Tonight, I want to be left alone. I don’t want to be touched tonight—I don’t want to be climbed on, nibbled, elbowed, fondled, tickled, kicked, head-butted, or stepped on. I don’t want to be talked to tonight—I don’t want to hear about the neighbor’s cousin’s dog’s puppies or the problem you had with your bosses boss and the brilliant way you handled it or the trouble with the doojie-hoojie that hangs down under the thingamajig on the car and how it will affect the amount of rainfall in China. Tonight, I don’t want to be nice. I don’t want to smile and nod. I don’t want to pretend I’m interested. Tonight, I want to put my oxygen mask on and take a deep breath so that I can do it all again tomorrow for everyone else. Tonight, I want to be left alone.

I chose these things—indeed, I continue to choose them. I chose to be a wife, a mother, a cat-owner, a friend. I chose to be a counselor, a leader, a teacher, a mentor. These are things I invited into my life—consciously, willingly, freely. But having chosen them, does this mean I must choose them all at every moment? It does not, but you cannot tell me this—the compulsion to be all things to all people forms “yes” on my lips even while my insides scream “NO!”

“Mo-mmy… Mooo-mmmmmy…” I hear faintly from within my daughter’s room, having threatened her not to open the door again. Door. There is a good “boundary” word. Door. Gate. Window. Fence. Wall. Door. I have closed the door tonight. But it doesn’t stay closed…

In this world of “boundary” talk, I am a semipermeable membrane—allowing all that fits through the unclosable doors to pass through my sham of a barrier and enter my day-to-day living. In my spreading thin I have become too easily diffused—matter spreads, rationalization spreads, real need spreads—my membrane becomes thinner yet. Pressure is exerted from the outside and I allow passage once again. This is not always a bad thing. Not always.

But then there are nights like tonight—nights that have followed days that have followed weeks of meeting other people’s needs and neglecting my own. Our pastor once said that if you feel like you don’t have time for any more friends, you need more of Jesus in your life. This from a man you have to make an appointment three weeks out to talk to. Not that I don’t understand his point—I truly do. But perhaps if I were a man and my children were grown and I had an assistant who managed all my contact with the outer world, I could be as cavalier about the issue.

The truth is, I do need more of Jesus. I need him to fill me up so that when I pour myself out yet again there is reserve left for me to survive upon. I need him to teach me to love when I don’t feel loving, to forgive when I don’t feel forgiving, to listen when I don’t feel like listening. But I also need him to show me when to serve and when to withdraw into the solitude of the wilderness, to show me how to find and take those quiet times alone with the Father, to show me how to rest in the Lord and wait upon him. I need the Heavenly Flight Attendant to remind me that my mask goes on first.
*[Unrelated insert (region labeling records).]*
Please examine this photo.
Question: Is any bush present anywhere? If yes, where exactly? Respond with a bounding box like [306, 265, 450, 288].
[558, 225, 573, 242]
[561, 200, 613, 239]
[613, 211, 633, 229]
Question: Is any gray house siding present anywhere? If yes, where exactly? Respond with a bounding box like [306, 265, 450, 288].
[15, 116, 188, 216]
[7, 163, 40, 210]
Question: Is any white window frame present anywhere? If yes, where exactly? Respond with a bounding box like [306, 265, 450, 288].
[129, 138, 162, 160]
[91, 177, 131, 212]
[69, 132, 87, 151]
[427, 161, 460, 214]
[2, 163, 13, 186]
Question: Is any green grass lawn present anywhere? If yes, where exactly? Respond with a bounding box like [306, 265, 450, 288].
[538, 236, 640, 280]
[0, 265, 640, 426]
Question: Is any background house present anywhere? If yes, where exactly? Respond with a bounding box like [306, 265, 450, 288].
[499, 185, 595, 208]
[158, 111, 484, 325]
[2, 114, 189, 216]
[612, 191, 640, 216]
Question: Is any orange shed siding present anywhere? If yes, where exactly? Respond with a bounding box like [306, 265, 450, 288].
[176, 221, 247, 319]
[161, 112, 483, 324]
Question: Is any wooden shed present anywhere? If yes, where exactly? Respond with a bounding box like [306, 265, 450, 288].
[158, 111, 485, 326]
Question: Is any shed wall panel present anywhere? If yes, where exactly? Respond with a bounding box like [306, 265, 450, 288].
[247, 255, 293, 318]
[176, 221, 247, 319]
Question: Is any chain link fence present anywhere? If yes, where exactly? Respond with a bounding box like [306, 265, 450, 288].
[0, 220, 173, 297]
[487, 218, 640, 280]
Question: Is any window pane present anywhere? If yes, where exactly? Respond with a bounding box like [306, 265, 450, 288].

So, if you call my house and get the machine—I may or may not be there. I am trying to learn, slowly, that it is okay to not answer the phone, to not go back up to my daughter’s room for the fourth time, to not have to meet every need presented to me. “The need is not the call,” another pastor used to remind me. Tonight, I listen to the call—and it is not the telephone. Tonight, I allow myself to meet my own needs.

1 comment:

Lefty Sloane said...

I love this post. So honest, so true! I can relate to it more often than I care to admit. Especially the days everyone comes home in "a mood".
Also, may I add, your blog looks great. You switched to beta, yes?
Your writing continues to be inspiring to me.Blessings.